Enbridge Energy's plan to replace its "Line 3" pipeline across northern Minnesota is a golden opportunity to get rid of an old, corroded oil conduit, creating thousands of construction jobs in the process.
Or it's a potential menace to the environment — through oil spills — as the new pipeline wends its way through the Mississippi headwaters region, including wild rice lakes sacred to American Indians.
Both views of the proposed $2 billion-plus project were on display Tuesday at dueling news conferences before a public meeting on the topic at the InterContinental St. Paul Riverfront hotel. The meeting was the 11th of 22 citizen input meetings statewide on the 337-mile pipeline, which would carry crude oil from Alberta to Enbridge's terminal in Superior, Wis. Attendance has ranged from 35 to 250 people at the first 10 meetings, with 325 at the St. Paul meeting, officials said.
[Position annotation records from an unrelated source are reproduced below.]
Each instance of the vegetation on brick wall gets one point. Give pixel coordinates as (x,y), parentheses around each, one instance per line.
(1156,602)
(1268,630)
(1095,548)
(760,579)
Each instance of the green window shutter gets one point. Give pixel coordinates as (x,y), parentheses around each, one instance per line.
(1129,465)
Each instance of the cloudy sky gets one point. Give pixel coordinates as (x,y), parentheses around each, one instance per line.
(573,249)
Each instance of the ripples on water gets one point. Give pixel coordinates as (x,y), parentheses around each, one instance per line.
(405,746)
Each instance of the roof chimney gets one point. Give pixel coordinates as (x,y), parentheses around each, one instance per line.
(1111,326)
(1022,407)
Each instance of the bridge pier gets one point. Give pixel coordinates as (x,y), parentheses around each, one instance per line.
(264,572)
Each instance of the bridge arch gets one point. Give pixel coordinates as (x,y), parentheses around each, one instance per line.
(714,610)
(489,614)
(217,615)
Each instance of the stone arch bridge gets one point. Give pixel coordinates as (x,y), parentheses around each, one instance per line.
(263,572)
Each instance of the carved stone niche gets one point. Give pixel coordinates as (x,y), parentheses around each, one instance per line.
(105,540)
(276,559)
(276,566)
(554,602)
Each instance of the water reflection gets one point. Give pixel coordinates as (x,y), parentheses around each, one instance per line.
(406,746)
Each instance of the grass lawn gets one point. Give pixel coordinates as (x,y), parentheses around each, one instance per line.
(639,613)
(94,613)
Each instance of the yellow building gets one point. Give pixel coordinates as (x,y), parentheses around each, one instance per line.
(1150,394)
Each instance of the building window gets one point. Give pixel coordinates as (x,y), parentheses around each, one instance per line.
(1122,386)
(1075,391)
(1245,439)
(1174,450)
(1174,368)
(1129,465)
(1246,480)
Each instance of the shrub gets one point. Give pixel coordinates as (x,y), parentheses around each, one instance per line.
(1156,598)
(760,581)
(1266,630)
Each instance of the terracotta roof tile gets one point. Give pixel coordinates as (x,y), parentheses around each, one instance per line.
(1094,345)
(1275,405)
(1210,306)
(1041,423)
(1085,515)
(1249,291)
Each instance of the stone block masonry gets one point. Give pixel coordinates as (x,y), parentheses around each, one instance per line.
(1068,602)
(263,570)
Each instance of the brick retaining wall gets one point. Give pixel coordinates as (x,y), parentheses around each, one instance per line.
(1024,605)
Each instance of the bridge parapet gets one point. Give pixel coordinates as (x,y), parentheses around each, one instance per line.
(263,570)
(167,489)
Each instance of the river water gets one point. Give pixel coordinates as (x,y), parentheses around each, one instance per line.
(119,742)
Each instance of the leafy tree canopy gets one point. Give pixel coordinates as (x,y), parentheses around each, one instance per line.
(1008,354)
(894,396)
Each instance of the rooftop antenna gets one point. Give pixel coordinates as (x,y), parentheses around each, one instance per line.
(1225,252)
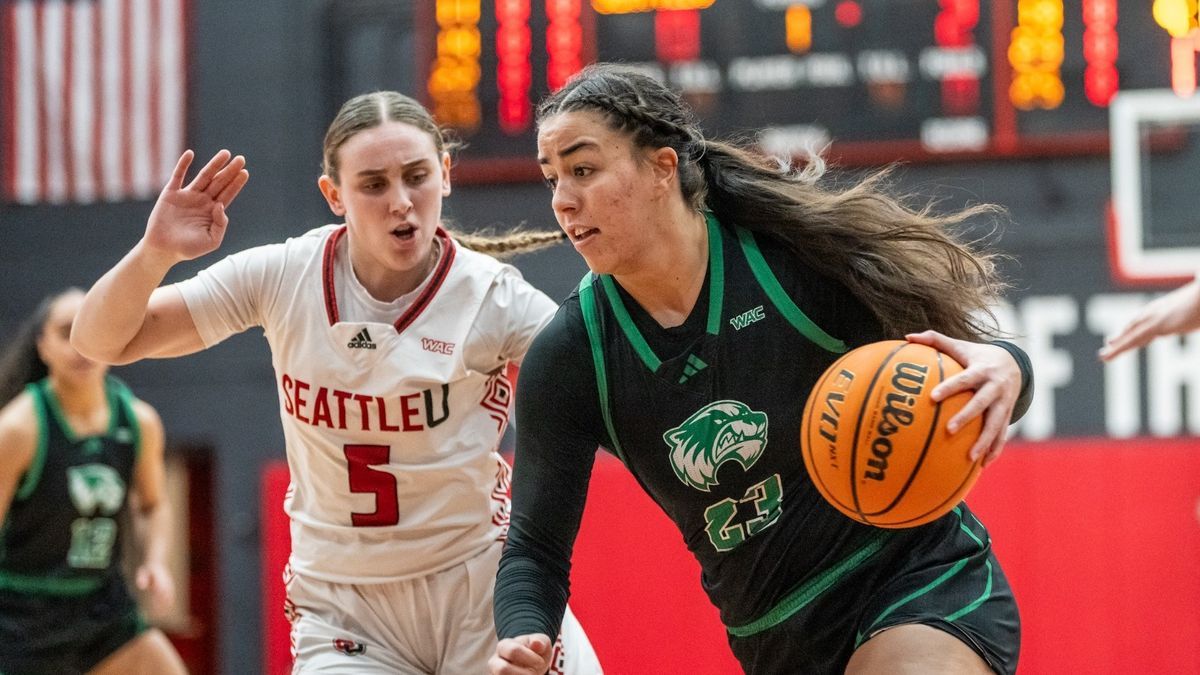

Calgary-based Enbridge, North America's largest pipeline operator, wants to build a pipeline that would follow the current Line 3 route across northern Minnesota to Clearbrook, but then would jog toward Park Rapids through an area known for pristine waters. The Line 3 replacement is being considered by the Minnesota Public Utilities Commission (PUC), a process that will go into 2018.
"We get four real positives for one project from the business community's standpoint," said Bill Blazar, the Minnesota Chamber of Commerce's senior vice president of public affairs and business development, during a news conference that laid out business support for the Enbridge project.
Enbridge will inject money into the economy and create jobs, he said. Plus, because the pipeline is old and has had some problems, the project also will improve safety along the pipeline and lower the environmental risk of a spill.
Harry Melander, president of the Minnesota State Building and Construction Trades Council, said the pipeline project will create a couple of thousand construction jobs that could last up to nine months.
Rep. Tim Mahoney, DFL-St. Paul and a pipe fitter, said state regulators need to look at the merits of the project, not the type.